Dans cet article, nous faisons le point sur ce que l’on sait des hantavirus, en nous intéressant plus particulièrement à la souche Andes, la seule souche actuellement connue pouvant présenter une transmission interhumaine (toutes souches confondues).
Les hantavirus sont des virus zoonotiques, c’est-à-dire qu’ils se transmettent de l’animal à l’homme naturellement. Leur réservoir principal est constitué des rongeurs (souris, rats, campagnols…) qui excrètent le virus dans leurs urines, leurs selles ou leur salive. L’homme est contaminé par inhalation de poussières ou d’aérosols contaminés par ses excréments, en général lors d’activités en forêt, dans des locaux restés longtemps inoccupés ou dans des foyers urbains à forte densité de rongeurs.
En France, les cas d’infection à hantavirus restent rares, avec environ 100 cas par an, principalement par le virus Puumala, et ils expriment habituellement une fièvre hémorragique avec syndrome rénal (FHSR). En Amérique, certains hantavirus sont responsables de syndrome cardiopulmonaire à hantavirus (SCPH) beaucoup plus oisif avec une létalité qui peut dépasser 40 %.
Aucune transmission interhumaine n’a été décrite pour les hantavirus européens et asiatiques, et la contamination repose exclusivement sur le contact avec les rongeurs et leurs excrétas.
Une traçabilité de cas a permis de noter plusieurs cas transmissibles entre humains de la souche Andes, exclusivement et sans équivoque dans les circonstances suivantes :
L’OMS le rappelle tout comme l’Institut Pasteur : ces transmissibilités sont peu fréquentes et très rares avec only dans des circonstances de promiscuité extrême.
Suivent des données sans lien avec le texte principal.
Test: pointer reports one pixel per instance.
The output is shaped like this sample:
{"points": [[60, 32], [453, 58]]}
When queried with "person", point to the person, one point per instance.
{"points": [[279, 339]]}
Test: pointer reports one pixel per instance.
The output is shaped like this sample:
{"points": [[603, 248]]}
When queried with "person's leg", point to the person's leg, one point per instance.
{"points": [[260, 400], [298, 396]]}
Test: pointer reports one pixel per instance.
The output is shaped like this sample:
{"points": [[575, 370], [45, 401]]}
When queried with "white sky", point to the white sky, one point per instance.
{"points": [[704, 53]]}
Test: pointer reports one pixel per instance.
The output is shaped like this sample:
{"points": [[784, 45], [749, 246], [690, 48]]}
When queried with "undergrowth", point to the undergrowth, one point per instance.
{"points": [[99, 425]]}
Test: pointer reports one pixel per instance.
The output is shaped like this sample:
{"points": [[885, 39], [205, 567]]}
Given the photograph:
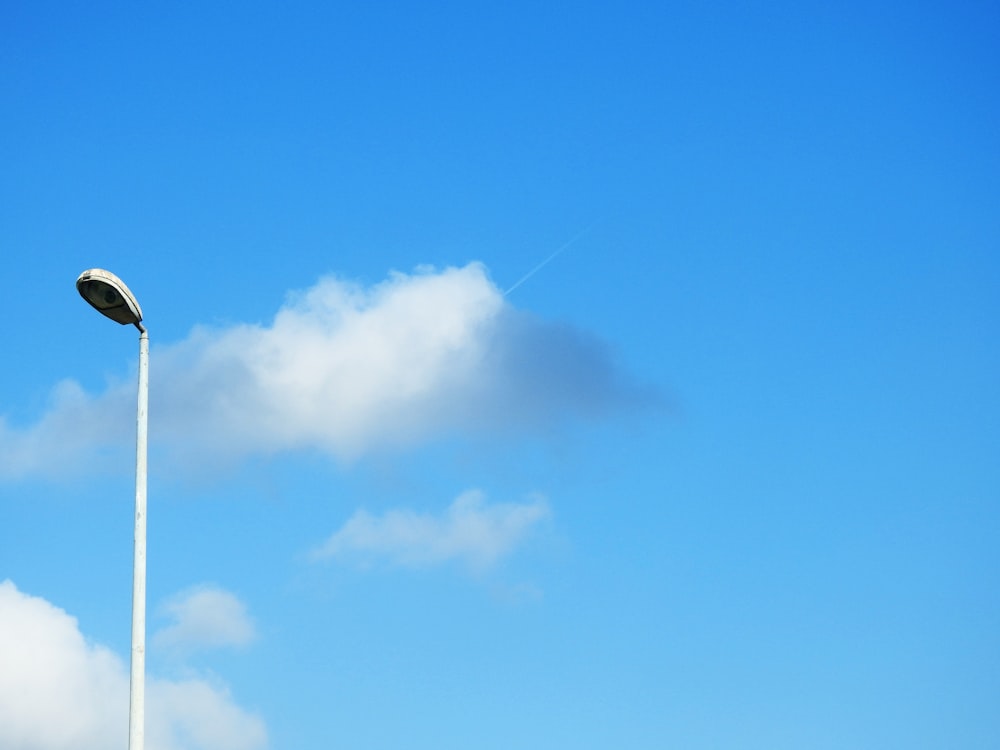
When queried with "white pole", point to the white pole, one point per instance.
{"points": [[137, 687]]}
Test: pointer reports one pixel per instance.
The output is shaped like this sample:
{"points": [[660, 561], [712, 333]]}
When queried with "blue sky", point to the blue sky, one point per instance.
{"points": [[721, 473]]}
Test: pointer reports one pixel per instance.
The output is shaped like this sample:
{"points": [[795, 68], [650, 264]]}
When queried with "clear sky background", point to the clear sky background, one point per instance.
{"points": [[722, 473]]}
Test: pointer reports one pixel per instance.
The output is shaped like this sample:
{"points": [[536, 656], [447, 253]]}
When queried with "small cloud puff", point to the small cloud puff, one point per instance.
{"points": [[59, 691], [471, 531], [204, 617]]}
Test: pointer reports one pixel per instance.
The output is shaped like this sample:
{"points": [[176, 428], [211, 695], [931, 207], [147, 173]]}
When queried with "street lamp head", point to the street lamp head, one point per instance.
{"points": [[108, 294]]}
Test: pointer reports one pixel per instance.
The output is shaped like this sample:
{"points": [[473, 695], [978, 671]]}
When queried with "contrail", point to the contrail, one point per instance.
{"points": [[545, 262]]}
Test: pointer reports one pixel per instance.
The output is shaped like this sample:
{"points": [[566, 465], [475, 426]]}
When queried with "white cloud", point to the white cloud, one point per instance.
{"points": [[60, 692], [470, 531], [343, 369], [205, 617]]}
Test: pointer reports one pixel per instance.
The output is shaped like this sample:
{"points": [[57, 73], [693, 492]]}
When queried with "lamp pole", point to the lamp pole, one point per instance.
{"points": [[108, 294]]}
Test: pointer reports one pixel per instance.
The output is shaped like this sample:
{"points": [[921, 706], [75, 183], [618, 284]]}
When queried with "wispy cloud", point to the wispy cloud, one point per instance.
{"points": [[471, 531], [58, 691], [344, 369], [204, 617]]}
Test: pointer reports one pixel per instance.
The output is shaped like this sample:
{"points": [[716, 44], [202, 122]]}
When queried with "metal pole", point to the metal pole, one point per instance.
{"points": [[137, 687]]}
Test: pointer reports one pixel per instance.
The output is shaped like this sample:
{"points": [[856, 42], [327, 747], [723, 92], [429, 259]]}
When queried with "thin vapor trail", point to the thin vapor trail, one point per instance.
{"points": [[545, 262]]}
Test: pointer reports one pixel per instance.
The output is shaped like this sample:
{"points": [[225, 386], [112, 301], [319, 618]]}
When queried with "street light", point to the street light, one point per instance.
{"points": [[108, 294]]}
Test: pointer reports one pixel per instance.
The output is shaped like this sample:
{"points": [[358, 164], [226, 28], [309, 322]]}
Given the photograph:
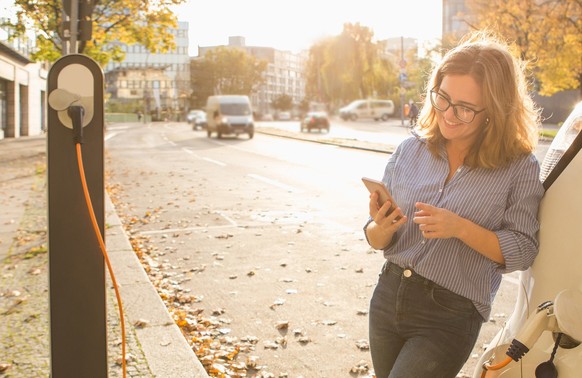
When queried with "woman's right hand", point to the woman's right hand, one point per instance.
{"points": [[384, 225]]}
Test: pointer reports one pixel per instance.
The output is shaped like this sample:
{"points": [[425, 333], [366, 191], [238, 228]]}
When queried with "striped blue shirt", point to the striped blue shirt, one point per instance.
{"points": [[504, 200]]}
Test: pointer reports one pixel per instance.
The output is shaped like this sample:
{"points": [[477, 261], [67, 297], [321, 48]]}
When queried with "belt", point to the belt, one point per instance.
{"points": [[410, 275]]}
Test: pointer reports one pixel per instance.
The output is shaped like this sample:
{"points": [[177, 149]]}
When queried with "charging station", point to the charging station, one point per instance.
{"points": [[76, 265]]}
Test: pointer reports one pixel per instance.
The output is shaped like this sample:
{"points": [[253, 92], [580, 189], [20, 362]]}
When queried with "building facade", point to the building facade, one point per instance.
{"points": [[22, 92], [284, 74], [456, 18], [156, 81]]}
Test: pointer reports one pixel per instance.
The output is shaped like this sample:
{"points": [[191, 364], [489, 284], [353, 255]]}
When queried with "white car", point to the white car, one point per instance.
{"points": [[284, 116], [544, 332]]}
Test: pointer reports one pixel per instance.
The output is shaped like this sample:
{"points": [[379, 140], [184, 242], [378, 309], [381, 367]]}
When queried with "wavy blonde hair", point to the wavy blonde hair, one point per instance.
{"points": [[512, 120]]}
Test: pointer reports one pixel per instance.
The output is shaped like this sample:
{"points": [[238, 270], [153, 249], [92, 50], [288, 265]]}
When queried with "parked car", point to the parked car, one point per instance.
{"points": [[197, 118], [315, 120], [545, 324], [284, 116], [361, 109], [229, 114]]}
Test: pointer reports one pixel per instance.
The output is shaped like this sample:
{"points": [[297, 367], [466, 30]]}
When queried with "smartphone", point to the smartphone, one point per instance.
{"points": [[383, 194]]}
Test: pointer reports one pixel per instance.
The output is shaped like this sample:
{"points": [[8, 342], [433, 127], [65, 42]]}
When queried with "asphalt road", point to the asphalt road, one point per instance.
{"points": [[265, 234]]}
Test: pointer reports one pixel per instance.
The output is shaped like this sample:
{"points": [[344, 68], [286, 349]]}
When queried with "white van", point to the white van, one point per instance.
{"points": [[372, 109], [229, 114]]}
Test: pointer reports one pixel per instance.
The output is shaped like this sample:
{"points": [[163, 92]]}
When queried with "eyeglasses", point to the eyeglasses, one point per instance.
{"points": [[462, 112]]}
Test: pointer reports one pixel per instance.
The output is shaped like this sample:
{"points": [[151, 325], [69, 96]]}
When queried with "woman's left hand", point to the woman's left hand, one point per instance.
{"points": [[437, 223]]}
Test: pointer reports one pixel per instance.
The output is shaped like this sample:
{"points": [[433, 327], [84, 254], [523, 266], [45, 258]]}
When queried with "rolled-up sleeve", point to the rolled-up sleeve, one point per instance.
{"points": [[518, 234]]}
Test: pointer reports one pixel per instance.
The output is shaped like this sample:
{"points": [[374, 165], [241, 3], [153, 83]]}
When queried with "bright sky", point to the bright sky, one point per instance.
{"points": [[297, 24]]}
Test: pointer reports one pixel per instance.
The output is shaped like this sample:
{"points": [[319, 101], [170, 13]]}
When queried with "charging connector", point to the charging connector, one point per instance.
{"points": [[77, 112]]}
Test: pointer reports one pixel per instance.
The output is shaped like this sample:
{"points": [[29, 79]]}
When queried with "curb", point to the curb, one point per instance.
{"points": [[165, 348]]}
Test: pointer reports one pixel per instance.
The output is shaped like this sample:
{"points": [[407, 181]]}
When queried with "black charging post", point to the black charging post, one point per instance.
{"points": [[78, 328]]}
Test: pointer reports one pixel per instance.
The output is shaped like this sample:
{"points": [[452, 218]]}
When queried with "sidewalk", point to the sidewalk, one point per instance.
{"points": [[157, 349]]}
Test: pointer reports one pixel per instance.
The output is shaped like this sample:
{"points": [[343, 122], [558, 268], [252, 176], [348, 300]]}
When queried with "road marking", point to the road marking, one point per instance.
{"points": [[214, 161], [189, 151], [276, 183], [109, 136]]}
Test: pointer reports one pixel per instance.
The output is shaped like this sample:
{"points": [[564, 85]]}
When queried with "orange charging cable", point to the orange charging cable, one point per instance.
{"points": [[500, 365], [104, 251]]}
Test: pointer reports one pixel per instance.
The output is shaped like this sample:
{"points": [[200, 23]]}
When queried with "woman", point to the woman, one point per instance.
{"points": [[468, 193]]}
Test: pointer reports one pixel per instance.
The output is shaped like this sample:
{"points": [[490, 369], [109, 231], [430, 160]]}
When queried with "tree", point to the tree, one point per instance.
{"points": [[127, 22], [546, 33], [348, 66], [226, 71]]}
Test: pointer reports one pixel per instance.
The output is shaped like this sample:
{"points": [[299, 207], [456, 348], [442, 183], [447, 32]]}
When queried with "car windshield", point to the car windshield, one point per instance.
{"points": [[568, 132], [235, 109]]}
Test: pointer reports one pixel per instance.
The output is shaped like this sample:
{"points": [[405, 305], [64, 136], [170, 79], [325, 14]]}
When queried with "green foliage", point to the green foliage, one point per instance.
{"points": [[349, 66], [226, 71], [129, 22]]}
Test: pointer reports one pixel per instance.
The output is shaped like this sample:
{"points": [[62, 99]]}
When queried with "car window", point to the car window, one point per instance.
{"points": [[235, 109]]}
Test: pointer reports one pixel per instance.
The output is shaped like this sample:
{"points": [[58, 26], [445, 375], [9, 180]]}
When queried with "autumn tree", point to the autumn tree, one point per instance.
{"points": [[148, 23], [547, 34], [348, 66], [226, 71]]}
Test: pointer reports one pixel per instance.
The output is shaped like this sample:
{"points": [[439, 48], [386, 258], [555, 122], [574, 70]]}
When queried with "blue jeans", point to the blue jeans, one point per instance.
{"points": [[418, 328]]}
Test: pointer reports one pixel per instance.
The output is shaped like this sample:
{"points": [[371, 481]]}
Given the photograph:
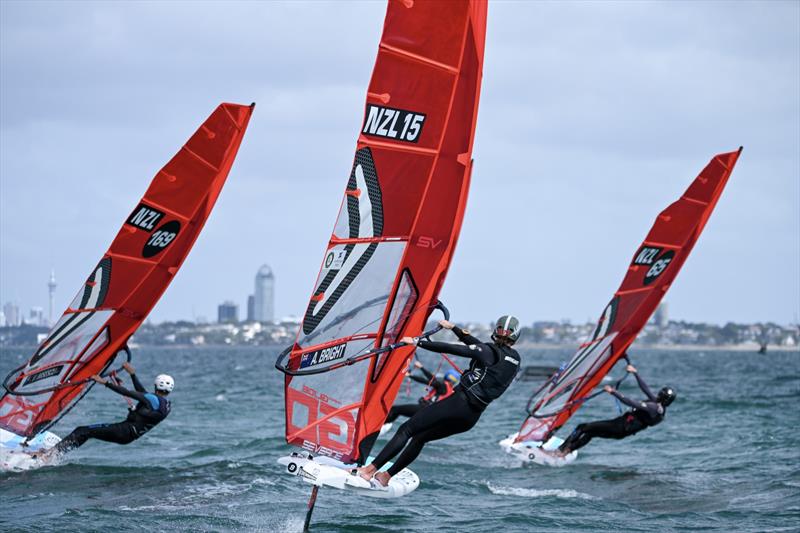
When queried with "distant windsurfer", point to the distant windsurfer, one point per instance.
{"points": [[153, 407], [440, 388], [492, 369], [643, 414]]}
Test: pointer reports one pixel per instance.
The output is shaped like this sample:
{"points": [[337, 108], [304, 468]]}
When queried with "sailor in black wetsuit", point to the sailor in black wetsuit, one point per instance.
{"points": [[439, 390], [643, 414], [492, 369], [151, 409]]}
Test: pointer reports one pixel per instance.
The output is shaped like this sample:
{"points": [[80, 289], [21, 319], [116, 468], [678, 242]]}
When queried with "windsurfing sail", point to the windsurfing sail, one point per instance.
{"points": [[396, 231], [128, 281], [651, 272]]}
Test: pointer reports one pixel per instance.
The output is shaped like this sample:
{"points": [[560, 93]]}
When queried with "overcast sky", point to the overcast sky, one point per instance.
{"points": [[594, 117]]}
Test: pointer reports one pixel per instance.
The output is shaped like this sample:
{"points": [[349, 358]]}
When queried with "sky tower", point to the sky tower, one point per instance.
{"points": [[51, 289]]}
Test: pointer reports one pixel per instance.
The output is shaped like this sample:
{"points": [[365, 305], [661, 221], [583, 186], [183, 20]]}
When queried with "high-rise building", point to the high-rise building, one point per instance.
{"points": [[251, 308], [264, 296], [36, 316], [227, 312], [13, 316], [51, 288]]}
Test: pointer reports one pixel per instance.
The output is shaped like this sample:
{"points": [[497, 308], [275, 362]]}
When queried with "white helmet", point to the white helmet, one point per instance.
{"points": [[164, 383]]}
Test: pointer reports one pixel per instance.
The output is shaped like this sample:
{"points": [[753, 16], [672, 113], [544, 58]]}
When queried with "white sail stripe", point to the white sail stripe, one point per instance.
{"points": [[94, 295], [64, 332], [365, 229]]}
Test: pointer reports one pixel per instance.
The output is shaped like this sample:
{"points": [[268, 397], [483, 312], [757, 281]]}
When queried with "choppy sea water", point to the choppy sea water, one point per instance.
{"points": [[727, 458]]}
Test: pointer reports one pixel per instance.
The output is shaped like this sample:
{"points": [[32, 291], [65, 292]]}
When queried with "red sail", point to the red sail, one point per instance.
{"points": [[128, 281], [397, 227], [651, 272]]}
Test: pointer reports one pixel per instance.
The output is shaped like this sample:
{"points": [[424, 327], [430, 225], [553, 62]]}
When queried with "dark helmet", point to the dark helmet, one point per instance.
{"points": [[666, 396], [452, 377], [507, 328]]}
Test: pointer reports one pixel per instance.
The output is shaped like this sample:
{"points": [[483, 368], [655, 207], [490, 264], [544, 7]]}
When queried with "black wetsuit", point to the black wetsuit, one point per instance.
{"points": [[438, 387], [643, 415], [491, 371], [150, 410]]}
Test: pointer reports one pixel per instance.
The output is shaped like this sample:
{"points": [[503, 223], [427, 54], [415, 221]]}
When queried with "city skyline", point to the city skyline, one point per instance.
{"points": [[588, 127]]}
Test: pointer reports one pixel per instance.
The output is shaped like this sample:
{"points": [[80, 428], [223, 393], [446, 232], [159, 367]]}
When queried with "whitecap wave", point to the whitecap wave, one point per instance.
{"points": [[538, 493]]}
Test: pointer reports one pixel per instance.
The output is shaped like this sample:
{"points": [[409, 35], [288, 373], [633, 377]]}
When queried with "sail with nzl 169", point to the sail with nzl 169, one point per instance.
{"points": [[132, 275]]}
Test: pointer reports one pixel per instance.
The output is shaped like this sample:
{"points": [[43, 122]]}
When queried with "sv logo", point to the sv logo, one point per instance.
{"points": [[428, 242]]}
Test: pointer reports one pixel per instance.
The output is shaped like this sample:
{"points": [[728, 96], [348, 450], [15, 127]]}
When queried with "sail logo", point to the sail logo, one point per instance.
{"points": [[145, 217], [44, 374], [325, 355], [161, 238], [390, 123], [428, 242], [658, 267], [646, 255]]}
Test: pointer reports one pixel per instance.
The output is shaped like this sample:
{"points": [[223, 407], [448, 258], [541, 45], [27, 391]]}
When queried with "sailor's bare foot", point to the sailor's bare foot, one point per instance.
{"points": [[383, 478], [367, 471]]}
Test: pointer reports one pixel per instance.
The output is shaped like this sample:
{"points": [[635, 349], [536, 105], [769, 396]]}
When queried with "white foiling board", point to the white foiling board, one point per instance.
{"points": [[535, 452], [326, 472], [14, 456]]}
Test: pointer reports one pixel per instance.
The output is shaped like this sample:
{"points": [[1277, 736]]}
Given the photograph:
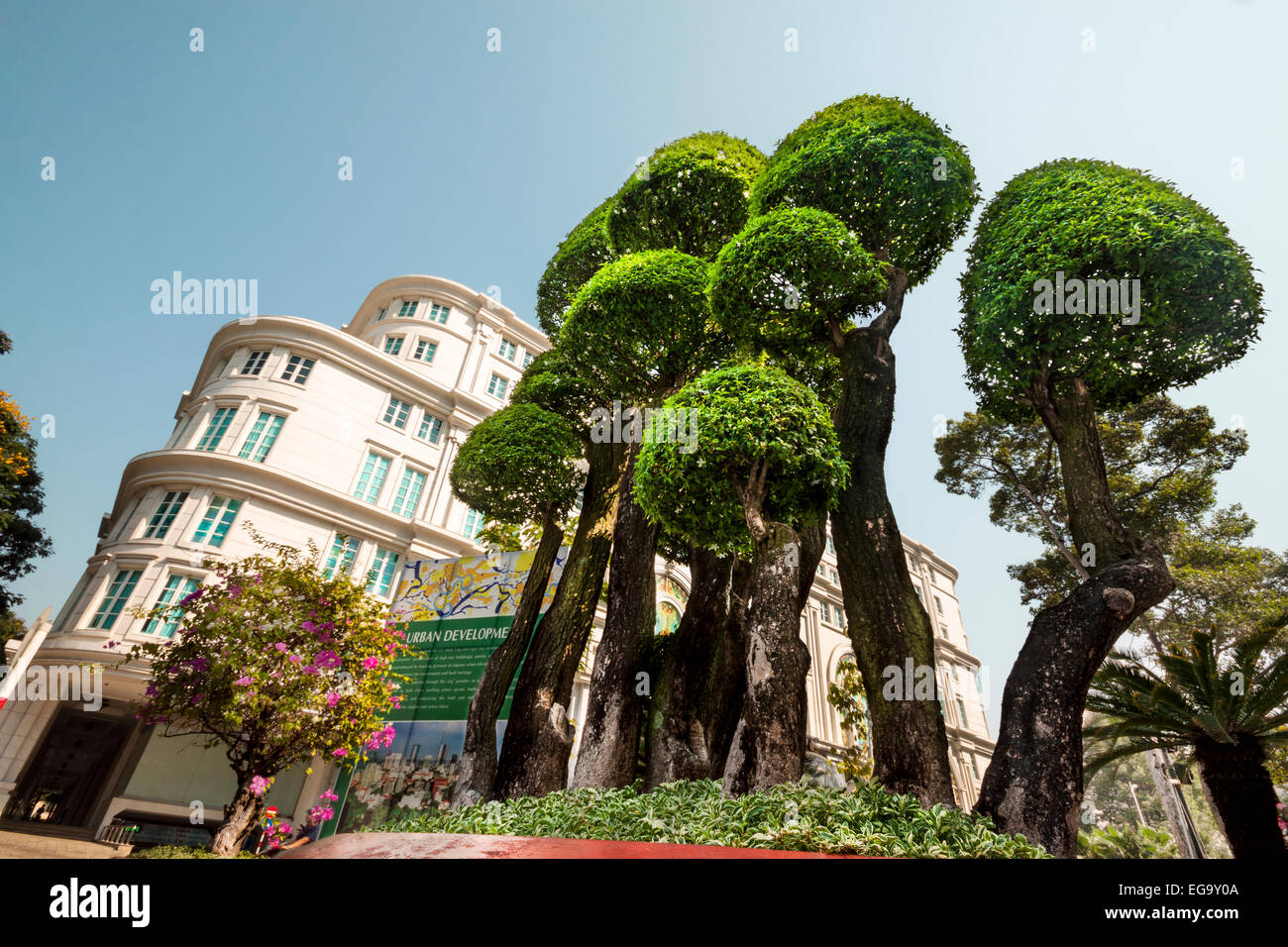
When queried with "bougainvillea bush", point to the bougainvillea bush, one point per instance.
{"points": [[278, 663], [795, 817]]}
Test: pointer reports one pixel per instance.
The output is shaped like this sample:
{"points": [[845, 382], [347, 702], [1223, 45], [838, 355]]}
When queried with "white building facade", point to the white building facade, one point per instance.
{"points": [[342, 438]]}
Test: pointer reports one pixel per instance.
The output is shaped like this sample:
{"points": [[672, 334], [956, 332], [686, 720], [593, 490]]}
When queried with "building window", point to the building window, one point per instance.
{"points": [[217, 428], [397, 412], [168, 508], [261, 438], [214, 523], [473, 523], [297, 368], [373, 478], [425, 351], [176, 589], [430, 428], [117, 594], [408, 492], [344, 551], [254, 364], [381, 575]]}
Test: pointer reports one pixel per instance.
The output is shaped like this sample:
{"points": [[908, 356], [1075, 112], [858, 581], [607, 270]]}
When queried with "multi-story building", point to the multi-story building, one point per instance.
{"points": [[342, 438]]}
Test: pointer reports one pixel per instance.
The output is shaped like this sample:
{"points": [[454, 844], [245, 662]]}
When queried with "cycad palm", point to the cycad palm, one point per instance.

Les habitants du MM Hondius sont exposés, mais les enquêtes attestant que cette exposition s’effectue par transmission entre humains sont toujours en cours, même si l’hypothèse est élevée à la belle étoile par la proximité étroite des passagers entre eux à bord.
Les mesures de prévention visent surtout l’exposition aux rongeurs et à leurs excréments car la transmission interhumaine est rare (elle n’est observée que pour la souche Andes par exemple) :
Il n’existe pas de traitement spécifique en cas de suspicion de hantavirus, mais une prise en charge précoce en milieu hospitalier (réanimation pour les formes pulmonaires) améliore le pronostic.
Les hantavirus circulent en métropole, mais ils sont associés à des formes bénignes ou modérées (FHSR) et aucune transmission interhumaine n’a été établie. La surveillance active des autorités compétentes (Santé publique France, Institut Pasteur) indique un risque faible pour la population.
Si vous devez effectuer des analyses médicales (sérologie, PCR) pour confirmer ou écarter une infection à hantavirus, vous pouvez trouver un laboratoire ouvert le dimanche ou un laboratoire de garde près de chez vous via des plateformes comme Laboratoire-Analyses-Médicales.fr. Ces laboratoires proposent également des tests antigéniques ou PCR pour d’autres infections, et certains sont équipés pour détecter les hantavirus en cas de suspicion forte.